Experimental materials, including various salts, ceramics, and semiconductors. These materials are far away from commercialization and many appear quite esoteric. Some may see some commercial use by the end of our eight-year forecast period, some may continue to be used in research quantities, and others will likely be deemed unsuitable and die away. The most promising materials in this category are ceramics, which hold the promise of manufacturing sufficiently large polycrystalline ingots of materials that are promising scintillators but cannot easily be grown in single crystal form.

Benefits of and concerns about rare earth metals.

Many scintillation materials make use of rare earth elements. Rare earth metals are desirable in radiation detection because of their high Z values and therefore excellent stopping power for gamma rays. Europium and cerium are common activators in scintillation materials. There is also interest in scintillators based on rare earth metals, and a great variety of these have been synthesized in laboratories. LBNL is currently involved in an extensive research project to evaluate lutetium-based scintillators for medical applications.

There are potential supply issues with rare earth metals, however, that are causing some scintillation materials suppliers to look to alternatives that do not contain lutetium or lanthanum.
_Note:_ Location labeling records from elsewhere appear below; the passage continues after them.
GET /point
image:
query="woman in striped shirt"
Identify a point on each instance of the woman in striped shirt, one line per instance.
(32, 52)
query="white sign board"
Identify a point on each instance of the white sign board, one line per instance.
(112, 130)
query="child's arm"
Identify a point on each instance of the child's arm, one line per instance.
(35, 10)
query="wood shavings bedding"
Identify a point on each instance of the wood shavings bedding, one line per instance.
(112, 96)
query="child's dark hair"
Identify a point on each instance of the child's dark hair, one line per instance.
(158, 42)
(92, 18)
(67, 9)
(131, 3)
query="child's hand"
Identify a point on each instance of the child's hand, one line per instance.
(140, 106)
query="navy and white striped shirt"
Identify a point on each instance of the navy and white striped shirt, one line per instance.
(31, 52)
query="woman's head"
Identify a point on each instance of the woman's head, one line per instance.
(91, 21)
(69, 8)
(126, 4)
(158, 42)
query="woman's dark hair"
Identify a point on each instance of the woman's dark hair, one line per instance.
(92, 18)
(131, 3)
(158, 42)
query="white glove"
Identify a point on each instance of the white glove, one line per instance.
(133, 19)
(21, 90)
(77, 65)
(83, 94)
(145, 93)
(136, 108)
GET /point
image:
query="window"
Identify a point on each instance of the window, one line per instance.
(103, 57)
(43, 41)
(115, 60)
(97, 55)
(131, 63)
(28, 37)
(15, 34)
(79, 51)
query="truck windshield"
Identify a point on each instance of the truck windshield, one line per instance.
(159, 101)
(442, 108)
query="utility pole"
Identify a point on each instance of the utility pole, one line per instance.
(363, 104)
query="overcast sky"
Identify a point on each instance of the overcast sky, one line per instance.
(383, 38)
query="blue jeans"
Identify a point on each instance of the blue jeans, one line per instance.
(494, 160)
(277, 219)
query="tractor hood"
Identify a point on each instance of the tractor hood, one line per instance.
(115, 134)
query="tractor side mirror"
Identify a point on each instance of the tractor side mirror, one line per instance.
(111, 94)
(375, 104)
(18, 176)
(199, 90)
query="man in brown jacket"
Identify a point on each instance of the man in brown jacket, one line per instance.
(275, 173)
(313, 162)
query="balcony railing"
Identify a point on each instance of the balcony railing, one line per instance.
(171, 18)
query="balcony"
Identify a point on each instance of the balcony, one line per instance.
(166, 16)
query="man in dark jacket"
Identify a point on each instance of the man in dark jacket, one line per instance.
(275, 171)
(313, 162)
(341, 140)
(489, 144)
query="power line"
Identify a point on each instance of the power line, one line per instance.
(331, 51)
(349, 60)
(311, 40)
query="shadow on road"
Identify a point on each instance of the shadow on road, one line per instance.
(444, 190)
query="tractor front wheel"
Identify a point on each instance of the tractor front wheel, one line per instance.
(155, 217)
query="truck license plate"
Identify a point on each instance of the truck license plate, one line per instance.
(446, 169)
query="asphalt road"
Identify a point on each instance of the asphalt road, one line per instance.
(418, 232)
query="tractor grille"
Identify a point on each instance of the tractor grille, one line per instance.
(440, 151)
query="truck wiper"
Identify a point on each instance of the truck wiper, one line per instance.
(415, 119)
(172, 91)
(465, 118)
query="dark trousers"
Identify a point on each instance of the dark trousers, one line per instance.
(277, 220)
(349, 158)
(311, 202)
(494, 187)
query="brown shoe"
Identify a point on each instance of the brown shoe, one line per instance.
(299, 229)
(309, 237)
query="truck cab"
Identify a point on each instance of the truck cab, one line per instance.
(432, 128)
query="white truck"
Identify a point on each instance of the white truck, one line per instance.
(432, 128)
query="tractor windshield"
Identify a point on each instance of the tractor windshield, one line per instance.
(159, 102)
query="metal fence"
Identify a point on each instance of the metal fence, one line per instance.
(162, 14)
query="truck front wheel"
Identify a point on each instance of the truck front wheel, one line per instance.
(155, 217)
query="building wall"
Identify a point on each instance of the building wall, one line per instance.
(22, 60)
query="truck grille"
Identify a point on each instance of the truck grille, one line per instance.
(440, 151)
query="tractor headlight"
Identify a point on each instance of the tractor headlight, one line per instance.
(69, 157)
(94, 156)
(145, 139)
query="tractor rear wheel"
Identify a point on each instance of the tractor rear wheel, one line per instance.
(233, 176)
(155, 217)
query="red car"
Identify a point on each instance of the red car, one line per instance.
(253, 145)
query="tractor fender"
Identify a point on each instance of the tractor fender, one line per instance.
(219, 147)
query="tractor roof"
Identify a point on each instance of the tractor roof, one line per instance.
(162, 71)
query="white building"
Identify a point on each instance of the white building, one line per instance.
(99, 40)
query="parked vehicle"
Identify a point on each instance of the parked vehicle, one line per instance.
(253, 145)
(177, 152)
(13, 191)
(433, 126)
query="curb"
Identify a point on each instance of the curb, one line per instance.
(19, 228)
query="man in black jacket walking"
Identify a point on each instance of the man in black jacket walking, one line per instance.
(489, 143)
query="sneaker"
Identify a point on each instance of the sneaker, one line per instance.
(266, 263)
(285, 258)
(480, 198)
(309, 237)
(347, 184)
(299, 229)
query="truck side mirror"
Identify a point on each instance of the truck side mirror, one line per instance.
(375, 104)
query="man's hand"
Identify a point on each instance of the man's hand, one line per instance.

The National Institutes of Health is currently funding a project titled, “Lu-free Scintillators for PET.” Many rare Earth metals have been either predominantly or entirely produced in China, and Chinese export quotas have given some cause for concern. Increased mining in countries outside of China since 2013 has eased supply issues, though, and China’s agreement to end quotas is encouraging.

In the end, raw material prices might not change much. Overall, n-tech Research expects that raw materials for scintillators will be available in sufficient quantities to meet even the greatest foreseeable demand, at least in the near term. Still, long-term efforts to diversify the range of potential scintillator materials and mitigate the effect of future materials shortages may be wise.